Surely, it couldn’t be for him. He’d never heard that name before. He considered going back to ask the receptionist if she knew more than she’d said, but that seemed unlikely. The note could hardly have been left for him by mistake because it was so obviously deliberate: the fact that it had arrived at the department on the day he was due to be there, the careful printing of his name on the envelope.

Back at the cottage, he took the note upstairs and set it down by his desk. He sent Professor Johns an email thanking him for the chat and the offer of work and saying he was looking forward to starting. He thought about asking if Johns knew who Minxu Peng was but decided against it for now. Better to keep things simple with that man. The situation was already tricky enough.

He did an online search for Minxu Peng. A few pages of results appeared, and he scrolled idly down them, but they seemed irrelevant. He spotted one link that looked promising, but when he clicked on it, it led to an error notification. He clicked back to the results page and took another look at the link. It contained just enough information to suggest that Minxu Peng might be associated with the Center for Computing and Business at the Hunan Normal University in China. He found the university’s website and a page for the Center for Computing and Business. There were no staff photographs, but it had a list of staff members. Minxu Peng wasn’t included on it, but another of the names he’d seen on the obsolete link was. That person was now the director of the center.

“Right place,” he said aloud. “Wrong time.”

He felt as if he’d been set a puzzle, like the riddles Anya and her mum exchanged. Occam’s razor: most straightforward approach first, he thought. He ran a simple cache search, putting the address of the dead web page he found earlier into the search bar and searching for saved versions of it, but drew a blank. Next, he opened a pieceof software built to search billions of archived web pages for content and entered a few terms. This time, he got lucky.

Alongside seven others, Minxu Peng was listed as a member of the Center for Computing and Business in 2018. Her specialty was cybersecurity, the same as Sid’s.

It felt like he was getting somewhere. He screenshotted the page and saved it. Now he was intrigued.

Anya

Magnus bound up my foot, neatly and carefully, while I stared at his surgeon’s hands and imagined them holding a blade and cutting into other people’s skin to avoid thinking about how intimate the moment was.
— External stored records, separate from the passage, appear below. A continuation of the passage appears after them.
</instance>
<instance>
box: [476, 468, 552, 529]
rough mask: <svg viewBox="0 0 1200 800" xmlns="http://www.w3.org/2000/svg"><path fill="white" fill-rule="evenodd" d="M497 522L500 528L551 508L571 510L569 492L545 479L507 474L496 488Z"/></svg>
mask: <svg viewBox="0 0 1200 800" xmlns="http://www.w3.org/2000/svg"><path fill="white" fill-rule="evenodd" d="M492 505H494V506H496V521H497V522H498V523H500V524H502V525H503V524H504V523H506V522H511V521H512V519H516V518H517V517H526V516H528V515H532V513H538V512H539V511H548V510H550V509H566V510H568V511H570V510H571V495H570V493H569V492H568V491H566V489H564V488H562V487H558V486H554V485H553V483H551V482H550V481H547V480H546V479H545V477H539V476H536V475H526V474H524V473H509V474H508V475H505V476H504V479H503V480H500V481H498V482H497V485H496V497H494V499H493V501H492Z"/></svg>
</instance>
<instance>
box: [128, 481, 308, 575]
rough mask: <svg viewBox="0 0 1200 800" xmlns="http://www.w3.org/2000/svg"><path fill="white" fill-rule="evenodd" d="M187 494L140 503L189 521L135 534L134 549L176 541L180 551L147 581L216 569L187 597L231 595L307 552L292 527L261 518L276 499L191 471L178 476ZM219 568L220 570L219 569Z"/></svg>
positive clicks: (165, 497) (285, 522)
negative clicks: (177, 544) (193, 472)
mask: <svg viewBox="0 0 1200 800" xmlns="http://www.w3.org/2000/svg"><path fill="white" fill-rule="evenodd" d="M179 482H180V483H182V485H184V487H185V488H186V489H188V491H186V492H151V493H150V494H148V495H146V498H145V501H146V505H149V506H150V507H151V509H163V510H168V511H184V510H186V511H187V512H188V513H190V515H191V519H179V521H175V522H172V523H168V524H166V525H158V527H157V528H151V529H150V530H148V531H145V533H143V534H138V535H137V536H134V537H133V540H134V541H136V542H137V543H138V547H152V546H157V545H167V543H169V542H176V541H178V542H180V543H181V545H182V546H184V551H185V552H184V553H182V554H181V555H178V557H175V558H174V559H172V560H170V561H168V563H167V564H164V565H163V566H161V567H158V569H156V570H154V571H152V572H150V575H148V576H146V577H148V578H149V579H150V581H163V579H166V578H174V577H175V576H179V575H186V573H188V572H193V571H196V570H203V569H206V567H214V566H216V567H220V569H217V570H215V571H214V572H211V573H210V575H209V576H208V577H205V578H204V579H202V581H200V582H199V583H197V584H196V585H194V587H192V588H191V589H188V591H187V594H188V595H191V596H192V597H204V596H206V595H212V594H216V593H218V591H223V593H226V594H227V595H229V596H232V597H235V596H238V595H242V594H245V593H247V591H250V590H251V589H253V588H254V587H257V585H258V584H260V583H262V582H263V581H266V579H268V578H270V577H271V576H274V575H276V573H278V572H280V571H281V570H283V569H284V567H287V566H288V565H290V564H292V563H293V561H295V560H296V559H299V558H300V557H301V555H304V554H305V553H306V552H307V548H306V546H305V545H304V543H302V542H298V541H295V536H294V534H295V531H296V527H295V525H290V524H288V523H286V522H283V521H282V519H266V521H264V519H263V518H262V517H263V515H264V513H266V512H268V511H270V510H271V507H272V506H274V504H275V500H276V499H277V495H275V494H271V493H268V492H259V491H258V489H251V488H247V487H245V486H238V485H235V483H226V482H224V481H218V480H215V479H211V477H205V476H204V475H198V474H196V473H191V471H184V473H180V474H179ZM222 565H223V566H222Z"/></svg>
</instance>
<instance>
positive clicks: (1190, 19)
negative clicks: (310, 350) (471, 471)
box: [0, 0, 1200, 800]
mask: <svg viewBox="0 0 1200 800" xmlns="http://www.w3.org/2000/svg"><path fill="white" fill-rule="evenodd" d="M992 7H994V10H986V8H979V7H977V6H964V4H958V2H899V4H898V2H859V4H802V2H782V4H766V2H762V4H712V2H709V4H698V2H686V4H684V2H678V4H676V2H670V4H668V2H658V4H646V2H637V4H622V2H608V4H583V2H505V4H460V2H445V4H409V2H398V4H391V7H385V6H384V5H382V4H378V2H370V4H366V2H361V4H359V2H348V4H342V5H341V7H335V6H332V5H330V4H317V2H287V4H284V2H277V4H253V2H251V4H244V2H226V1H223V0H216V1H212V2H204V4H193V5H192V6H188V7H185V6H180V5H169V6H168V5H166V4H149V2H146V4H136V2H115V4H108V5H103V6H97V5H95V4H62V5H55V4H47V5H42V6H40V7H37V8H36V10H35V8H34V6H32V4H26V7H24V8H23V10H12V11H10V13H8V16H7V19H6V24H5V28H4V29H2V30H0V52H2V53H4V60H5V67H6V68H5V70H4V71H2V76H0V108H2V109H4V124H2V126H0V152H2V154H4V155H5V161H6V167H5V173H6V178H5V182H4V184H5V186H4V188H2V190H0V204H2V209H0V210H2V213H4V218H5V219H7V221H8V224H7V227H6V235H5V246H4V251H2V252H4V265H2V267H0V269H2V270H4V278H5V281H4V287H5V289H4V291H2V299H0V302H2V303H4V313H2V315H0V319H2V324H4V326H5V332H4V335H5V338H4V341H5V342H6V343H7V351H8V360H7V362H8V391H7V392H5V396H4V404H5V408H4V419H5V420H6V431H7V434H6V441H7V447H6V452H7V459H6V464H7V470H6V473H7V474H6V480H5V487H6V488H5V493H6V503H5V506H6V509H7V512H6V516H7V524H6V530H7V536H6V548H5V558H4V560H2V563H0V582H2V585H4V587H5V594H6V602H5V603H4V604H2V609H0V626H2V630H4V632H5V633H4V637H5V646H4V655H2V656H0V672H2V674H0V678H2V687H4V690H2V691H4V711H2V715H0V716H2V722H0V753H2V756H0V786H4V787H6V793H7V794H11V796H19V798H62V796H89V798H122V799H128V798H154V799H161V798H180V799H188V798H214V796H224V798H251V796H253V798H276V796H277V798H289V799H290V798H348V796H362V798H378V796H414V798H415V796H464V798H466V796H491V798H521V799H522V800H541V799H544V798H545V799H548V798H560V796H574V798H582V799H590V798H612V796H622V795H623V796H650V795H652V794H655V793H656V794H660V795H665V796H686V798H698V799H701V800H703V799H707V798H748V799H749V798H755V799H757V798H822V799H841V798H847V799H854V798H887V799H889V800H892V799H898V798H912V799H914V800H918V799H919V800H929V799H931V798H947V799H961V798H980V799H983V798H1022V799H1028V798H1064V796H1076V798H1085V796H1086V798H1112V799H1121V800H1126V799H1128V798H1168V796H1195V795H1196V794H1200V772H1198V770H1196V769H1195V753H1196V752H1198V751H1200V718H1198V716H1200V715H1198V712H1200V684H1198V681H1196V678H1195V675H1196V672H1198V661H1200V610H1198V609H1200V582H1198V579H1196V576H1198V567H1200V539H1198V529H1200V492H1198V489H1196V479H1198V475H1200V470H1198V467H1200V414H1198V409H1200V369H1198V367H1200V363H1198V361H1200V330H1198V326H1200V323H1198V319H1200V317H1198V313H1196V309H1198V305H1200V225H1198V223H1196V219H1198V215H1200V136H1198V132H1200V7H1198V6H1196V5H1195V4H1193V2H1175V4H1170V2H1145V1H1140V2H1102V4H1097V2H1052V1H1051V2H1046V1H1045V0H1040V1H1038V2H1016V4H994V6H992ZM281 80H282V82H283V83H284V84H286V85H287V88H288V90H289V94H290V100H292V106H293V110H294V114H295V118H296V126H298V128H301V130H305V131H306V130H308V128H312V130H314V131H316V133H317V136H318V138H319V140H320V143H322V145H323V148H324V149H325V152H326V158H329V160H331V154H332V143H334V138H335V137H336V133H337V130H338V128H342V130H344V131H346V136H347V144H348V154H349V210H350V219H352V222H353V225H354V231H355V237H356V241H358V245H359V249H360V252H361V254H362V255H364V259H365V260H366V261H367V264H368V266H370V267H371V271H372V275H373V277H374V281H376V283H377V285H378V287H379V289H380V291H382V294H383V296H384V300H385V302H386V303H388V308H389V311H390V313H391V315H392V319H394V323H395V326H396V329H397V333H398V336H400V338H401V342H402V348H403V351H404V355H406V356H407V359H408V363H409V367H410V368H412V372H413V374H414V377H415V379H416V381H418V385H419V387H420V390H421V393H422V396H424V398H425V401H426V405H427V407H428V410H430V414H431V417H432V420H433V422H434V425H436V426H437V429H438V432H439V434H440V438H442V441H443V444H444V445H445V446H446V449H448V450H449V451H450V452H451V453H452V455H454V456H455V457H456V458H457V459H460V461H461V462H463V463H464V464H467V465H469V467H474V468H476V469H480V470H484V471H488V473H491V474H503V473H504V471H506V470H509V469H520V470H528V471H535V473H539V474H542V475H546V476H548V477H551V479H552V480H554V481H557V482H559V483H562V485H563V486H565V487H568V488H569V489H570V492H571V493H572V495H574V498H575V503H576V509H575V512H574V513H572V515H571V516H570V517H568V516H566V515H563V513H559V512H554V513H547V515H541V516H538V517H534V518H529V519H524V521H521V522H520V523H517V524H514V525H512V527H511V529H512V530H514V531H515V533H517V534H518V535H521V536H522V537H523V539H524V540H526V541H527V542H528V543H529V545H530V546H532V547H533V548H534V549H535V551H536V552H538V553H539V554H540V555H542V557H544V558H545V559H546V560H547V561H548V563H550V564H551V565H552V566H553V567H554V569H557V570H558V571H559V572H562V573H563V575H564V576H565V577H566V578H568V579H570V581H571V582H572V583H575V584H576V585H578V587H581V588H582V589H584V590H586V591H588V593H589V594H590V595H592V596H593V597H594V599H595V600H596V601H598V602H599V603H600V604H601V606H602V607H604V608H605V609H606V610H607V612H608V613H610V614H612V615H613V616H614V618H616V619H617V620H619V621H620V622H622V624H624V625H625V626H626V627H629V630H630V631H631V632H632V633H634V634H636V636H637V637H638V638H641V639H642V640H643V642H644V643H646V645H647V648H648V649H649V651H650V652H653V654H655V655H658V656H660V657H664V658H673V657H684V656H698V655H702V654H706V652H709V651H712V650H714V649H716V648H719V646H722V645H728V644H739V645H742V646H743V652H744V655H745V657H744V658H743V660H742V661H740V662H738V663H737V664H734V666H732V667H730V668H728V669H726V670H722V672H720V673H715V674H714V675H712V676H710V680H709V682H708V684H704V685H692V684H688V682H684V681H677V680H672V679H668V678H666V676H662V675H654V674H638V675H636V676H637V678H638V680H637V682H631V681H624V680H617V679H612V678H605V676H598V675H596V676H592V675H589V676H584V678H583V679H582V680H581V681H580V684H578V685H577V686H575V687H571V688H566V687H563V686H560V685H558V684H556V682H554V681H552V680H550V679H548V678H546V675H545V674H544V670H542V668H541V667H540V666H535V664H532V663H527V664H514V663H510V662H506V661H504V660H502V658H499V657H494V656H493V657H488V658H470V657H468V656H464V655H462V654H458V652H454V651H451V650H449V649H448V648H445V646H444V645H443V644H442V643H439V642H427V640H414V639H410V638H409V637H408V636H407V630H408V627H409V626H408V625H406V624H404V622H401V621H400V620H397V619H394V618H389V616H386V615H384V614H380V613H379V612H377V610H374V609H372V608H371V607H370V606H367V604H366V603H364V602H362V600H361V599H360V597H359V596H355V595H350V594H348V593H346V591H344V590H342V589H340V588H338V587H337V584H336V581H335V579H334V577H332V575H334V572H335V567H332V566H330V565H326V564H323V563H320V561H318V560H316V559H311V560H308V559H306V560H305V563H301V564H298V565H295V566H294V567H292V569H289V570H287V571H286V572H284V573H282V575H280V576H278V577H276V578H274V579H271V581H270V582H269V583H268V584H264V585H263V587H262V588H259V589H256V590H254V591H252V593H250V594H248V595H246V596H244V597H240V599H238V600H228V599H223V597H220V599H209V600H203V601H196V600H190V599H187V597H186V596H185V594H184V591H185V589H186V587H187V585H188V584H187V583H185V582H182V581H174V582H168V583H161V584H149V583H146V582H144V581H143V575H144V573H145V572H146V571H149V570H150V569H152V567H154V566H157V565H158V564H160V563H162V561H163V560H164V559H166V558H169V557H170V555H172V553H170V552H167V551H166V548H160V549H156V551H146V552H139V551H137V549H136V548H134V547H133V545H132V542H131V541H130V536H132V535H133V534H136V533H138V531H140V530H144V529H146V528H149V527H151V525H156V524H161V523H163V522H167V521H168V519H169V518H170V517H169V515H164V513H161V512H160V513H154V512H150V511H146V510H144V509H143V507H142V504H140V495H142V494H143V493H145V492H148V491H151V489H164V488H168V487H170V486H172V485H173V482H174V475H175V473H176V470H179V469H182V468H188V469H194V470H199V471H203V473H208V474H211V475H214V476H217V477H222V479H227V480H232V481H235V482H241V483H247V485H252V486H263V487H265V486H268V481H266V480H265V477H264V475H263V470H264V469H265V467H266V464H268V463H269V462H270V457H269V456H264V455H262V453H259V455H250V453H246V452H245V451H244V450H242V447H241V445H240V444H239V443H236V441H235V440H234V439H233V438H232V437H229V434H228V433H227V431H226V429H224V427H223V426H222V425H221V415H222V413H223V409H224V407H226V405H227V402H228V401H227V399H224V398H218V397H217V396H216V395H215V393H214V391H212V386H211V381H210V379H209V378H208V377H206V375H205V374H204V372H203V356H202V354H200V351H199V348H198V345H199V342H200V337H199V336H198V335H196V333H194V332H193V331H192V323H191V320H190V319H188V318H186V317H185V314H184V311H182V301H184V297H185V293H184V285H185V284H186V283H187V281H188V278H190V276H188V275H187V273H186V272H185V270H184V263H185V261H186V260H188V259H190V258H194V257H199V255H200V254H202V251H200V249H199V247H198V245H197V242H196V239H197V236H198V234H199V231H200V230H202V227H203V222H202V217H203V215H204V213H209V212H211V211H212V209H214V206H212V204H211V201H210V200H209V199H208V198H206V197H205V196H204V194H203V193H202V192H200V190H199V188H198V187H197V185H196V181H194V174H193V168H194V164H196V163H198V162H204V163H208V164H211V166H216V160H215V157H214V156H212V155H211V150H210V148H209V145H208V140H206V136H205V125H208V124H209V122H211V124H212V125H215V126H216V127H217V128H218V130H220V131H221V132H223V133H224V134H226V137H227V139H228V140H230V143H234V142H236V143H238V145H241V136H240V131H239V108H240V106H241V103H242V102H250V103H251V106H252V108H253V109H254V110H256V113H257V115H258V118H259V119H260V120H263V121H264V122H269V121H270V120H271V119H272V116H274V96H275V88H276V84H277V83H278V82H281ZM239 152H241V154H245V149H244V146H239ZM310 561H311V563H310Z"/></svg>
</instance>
I didn’t want to let him play dadordoctor. He didn’t deserve it. Where was he when I fell off my bike or grazed my knees as a kid? Where was he when my appendix burst, or when I got strep throat? Where was he when Mum got her diagnosis?

He looked up at me and said, “I’m sorry this has been such a horrible shock for you. I was under the impression that you knew we were going to meet.”

We both looked at Diana. She sat with her back to the window, and her face was in shadow. Her hands were clasped in her lap. But her posture was straight and strong.

She said, “I should have been honest with you both, and I’m sorry I wasn’t. For what it’s worth, I had my reasons. Your father has an exceptional collection of manuscripts, which will be the foundation of his new library and which he’s willing to make available for study to the very best and very brightest. He asked us to find the right person for the job.”